When the small town of Weibei was shrouded in thick fog after several days of continuous rain, I rushed back from Xi'an because my mother needed surgery. I spent three days in the county Red Cross Hospital, which had been relocated.
During those three days, I witnessed countless seriously ill patients being wheeled into the emergency room, weary caregivers sitting on benches in the corridors, and the rural children these caregivers brought with them. These children ran and played in the corridors, weaving under the beds. The caregivers, either as ignorant as the children or too preoccupied to care for their own children, let these children, who saw the world as their playground, frolic in this germ-infested hospital. And the embarrassment and helplessness of them, driven by nurses or doctors, sweating profusely as they went to register here and pay there, only to be refused by the hospital cashiers because they didn't have enough money, are deeply etched in my heart. After everything was settled, one of them carried a cup thickly stained with tea stains, the other held a leftover cold fried dough stick from the morning's meal.
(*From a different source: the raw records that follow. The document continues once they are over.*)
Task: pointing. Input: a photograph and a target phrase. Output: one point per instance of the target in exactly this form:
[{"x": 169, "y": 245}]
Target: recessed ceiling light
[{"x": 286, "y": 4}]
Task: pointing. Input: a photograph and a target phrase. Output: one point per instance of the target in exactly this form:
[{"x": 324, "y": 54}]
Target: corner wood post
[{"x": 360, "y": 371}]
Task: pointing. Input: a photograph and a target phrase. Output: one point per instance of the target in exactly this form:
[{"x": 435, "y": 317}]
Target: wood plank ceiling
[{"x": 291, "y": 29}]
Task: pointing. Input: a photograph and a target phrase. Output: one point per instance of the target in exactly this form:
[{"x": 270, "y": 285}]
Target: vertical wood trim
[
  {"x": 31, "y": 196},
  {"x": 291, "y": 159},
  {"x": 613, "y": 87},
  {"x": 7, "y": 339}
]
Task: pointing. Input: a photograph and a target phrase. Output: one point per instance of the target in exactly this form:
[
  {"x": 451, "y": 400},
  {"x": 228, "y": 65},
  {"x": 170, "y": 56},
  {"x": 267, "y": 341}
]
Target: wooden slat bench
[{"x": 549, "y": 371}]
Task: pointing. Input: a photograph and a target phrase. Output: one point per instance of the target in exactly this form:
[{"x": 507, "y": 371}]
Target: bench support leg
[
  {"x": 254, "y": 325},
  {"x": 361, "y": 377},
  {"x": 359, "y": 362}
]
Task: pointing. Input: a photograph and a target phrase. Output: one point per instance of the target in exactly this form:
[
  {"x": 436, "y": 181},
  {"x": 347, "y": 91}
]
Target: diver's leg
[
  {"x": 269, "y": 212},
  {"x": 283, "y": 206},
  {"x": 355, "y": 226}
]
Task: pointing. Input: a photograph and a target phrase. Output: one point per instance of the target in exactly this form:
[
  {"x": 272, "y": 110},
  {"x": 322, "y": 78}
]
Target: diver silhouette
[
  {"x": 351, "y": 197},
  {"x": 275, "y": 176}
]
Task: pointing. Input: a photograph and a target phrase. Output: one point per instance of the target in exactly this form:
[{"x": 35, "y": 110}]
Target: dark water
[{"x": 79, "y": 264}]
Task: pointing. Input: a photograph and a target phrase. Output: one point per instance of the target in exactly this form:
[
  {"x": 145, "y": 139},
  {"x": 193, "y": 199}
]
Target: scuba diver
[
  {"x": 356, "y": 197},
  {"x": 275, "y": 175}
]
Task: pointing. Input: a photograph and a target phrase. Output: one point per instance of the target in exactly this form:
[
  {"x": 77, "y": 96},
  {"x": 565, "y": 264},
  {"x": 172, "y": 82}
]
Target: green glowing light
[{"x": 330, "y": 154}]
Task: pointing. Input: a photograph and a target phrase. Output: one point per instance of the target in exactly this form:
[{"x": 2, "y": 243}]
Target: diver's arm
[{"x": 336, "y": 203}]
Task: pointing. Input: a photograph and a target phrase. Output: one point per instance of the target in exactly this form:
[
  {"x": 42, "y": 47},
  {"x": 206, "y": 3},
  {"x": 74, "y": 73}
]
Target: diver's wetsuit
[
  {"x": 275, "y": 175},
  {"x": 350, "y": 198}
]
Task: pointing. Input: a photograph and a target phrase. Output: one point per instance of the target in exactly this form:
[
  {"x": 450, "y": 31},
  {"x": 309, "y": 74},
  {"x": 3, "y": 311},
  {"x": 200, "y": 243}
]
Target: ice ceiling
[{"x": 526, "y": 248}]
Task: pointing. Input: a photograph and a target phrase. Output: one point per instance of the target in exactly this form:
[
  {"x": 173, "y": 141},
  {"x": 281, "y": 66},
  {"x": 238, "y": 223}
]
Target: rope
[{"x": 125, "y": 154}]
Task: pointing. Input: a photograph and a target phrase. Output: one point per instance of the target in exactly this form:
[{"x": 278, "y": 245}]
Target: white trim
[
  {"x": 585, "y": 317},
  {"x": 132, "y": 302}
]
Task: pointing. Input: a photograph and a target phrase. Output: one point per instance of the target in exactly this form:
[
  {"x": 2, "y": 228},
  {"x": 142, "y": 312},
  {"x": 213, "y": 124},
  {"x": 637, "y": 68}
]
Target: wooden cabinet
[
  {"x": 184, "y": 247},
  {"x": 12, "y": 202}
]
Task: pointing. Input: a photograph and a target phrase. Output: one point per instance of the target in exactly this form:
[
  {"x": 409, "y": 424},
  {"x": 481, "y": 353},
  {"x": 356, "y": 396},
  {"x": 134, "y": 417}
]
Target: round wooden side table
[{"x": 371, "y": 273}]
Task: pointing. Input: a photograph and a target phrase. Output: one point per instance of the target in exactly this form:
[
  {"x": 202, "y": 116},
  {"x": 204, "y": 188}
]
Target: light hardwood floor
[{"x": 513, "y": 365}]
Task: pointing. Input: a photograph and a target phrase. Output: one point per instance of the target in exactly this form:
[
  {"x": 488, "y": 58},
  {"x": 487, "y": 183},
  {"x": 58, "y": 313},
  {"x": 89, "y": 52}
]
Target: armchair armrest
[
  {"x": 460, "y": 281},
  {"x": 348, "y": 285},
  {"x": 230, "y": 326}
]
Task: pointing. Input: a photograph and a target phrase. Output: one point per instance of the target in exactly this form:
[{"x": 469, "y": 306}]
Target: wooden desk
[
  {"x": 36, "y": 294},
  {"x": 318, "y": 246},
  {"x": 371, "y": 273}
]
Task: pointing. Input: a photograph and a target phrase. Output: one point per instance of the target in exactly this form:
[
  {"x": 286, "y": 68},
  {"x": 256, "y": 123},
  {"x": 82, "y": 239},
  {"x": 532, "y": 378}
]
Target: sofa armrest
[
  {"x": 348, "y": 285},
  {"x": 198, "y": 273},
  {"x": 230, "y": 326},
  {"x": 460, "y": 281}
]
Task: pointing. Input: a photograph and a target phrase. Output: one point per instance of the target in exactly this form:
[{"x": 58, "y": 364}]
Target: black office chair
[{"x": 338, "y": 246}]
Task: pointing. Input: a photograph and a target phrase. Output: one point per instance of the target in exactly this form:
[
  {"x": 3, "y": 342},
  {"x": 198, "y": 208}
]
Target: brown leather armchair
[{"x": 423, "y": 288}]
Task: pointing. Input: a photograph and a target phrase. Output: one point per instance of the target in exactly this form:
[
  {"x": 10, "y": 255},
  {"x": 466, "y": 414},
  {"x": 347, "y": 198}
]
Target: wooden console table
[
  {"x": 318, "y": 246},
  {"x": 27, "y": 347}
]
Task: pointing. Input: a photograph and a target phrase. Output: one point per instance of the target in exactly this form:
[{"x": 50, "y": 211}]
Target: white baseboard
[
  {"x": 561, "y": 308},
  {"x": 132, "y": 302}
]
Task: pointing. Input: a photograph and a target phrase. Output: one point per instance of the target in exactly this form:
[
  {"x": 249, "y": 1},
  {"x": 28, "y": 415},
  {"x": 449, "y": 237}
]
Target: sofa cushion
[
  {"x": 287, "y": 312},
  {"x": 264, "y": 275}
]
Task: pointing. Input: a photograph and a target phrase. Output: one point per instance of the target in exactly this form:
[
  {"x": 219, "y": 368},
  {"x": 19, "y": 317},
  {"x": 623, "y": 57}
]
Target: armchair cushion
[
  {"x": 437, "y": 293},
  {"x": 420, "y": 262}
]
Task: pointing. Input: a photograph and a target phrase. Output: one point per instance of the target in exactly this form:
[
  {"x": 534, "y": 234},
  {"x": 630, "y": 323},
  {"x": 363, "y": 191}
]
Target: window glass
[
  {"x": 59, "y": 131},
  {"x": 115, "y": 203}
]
They drank plain water, ate the cold dough stick, watched their child running around freely, and waited to be called to the ward at any moment. Perhaps they didn't realize that their diet at that moment was actually eroding their health. And perhaps they, like my parents, defined "health" as simply the absence of immediate discomfort. Little did they know how many illnesses already existed beneath this apparent comfort, simply because they lacked the money or time for checkups. Thus, a small oversight can lead to a serious illness, just like that cold fried dough stick and that cup of plain water. If, for the caregiver, they had successfully cared for the patient but then, through their own diet, became a patient themselves, it would be a great misfortune. Of course, I'm not cursing anyone; I'm merely an observer with sympathy, because I am also a caregiver
for a patient. No one wants to go to the hospital willingly, except perhaps doctors and pregnant women nearing delivery. (They suffer for new life, for the joyful anticipation.) As for the others, they are all helplessly passive. Life is sometimes like this: some things you don't want to do, but the die is cast. Some things you want to do, and try your best to do, but are just a step away. Looking at those wards, those rows of wards, those lives tormented by illness, those lives struggling between care and support, now lying in wards, those lives where minor illnesses have accumulated into major ones, and whose families are pleading with the hospital for more time to raise the medical expenses. Life, at this moment, becomes the first thing people pursue, whether the rich in luxurious rooms or the poor in ordinary rooms.
Life is a state; a body without a soul is just a living body, a body without life is just a corpse waiting to be buried. Life may be a speck of dust in the world, drifting between birth and death. When life comes, it rises silently; when life ends, it settles back to the earth.